Paper 2020/908

Analysis on the MinRank Attack using Kipnis-Shamir Method Against Rainbow

Shuhei Nakamura, Yacheng Wang, and Yasuhiko Ikematsu

Abstract

Minrank problem is investigated as a problem related to a rank attack in multivariate cryptography and decoding of a rank code in coding theory. Recently, the Kipnis-Shamir method for solving this problem has been made significant progress due to Verbel et al. As this method reduces the problem to the MQ problem that asks for a solution of a system of quadratic equations, its complexity depends on the solving degree of a quadratic system deduced from the method. A theoretical value introduced by Verbel et al. approximates the minimal solving degree of the quadratic systems in the method although their value is defined under a certain limit for a considering system. A quadratic system outside their limitation often has the larger solving degree, but its solving complexity is not necessary larger since it has a smaller number of variables and equations. Thus, in order to discuss the best complexity of the Kipnis-Shamir method, we need a theoretical value approximating the solving degree of each deduced quadratic system. A quadratic system deduced from the Kipnis-Shamir method has a multi-degree always, and its solving complexity is influenced by this property. In this paper, we introduce a theoretical value defined by such a multi-degree and show it approximates the solving degree of each quadratic system.
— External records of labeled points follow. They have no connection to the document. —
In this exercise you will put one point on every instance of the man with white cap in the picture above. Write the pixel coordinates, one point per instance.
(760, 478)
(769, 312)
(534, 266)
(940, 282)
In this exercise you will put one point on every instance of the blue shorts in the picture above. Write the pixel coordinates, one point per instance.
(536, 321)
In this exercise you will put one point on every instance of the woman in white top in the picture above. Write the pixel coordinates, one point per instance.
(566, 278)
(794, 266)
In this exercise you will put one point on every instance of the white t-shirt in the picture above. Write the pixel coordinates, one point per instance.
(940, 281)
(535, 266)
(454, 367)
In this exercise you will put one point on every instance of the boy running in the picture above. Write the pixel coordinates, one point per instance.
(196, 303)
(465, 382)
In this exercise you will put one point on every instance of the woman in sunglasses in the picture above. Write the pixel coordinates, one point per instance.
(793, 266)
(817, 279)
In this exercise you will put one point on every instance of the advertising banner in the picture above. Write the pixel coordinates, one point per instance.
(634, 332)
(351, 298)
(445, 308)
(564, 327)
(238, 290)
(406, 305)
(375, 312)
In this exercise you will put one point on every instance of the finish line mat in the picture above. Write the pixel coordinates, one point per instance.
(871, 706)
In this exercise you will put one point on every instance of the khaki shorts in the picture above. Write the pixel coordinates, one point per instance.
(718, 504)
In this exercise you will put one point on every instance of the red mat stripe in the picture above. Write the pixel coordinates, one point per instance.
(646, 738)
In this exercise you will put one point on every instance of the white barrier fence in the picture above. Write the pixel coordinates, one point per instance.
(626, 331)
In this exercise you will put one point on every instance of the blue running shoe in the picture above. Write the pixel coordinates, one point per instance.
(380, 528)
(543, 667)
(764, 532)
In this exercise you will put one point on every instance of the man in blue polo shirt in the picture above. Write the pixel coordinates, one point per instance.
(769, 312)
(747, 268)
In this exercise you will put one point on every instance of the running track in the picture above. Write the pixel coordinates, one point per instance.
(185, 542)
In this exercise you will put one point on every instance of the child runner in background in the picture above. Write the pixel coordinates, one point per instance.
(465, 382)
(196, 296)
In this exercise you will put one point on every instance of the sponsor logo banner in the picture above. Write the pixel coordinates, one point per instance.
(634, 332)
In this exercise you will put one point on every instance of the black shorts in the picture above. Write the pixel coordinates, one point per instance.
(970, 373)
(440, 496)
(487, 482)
Thus we are able to compare the systems in the method and to discuss the best complexity. As its application, in the Minrank problem from the rank attack using the Kipnis-Shamir method against Rainbow, we show a case that a quadratic system outside Verbel et al.'s limitation is the best. Consequently, by using our estimation, the complexities of the attack against Rainbow parameter sets Ia, IIIc and Vc are improved as $2^{160.6}, 2^{327.9}$ and $2^{437.0}$, respectively.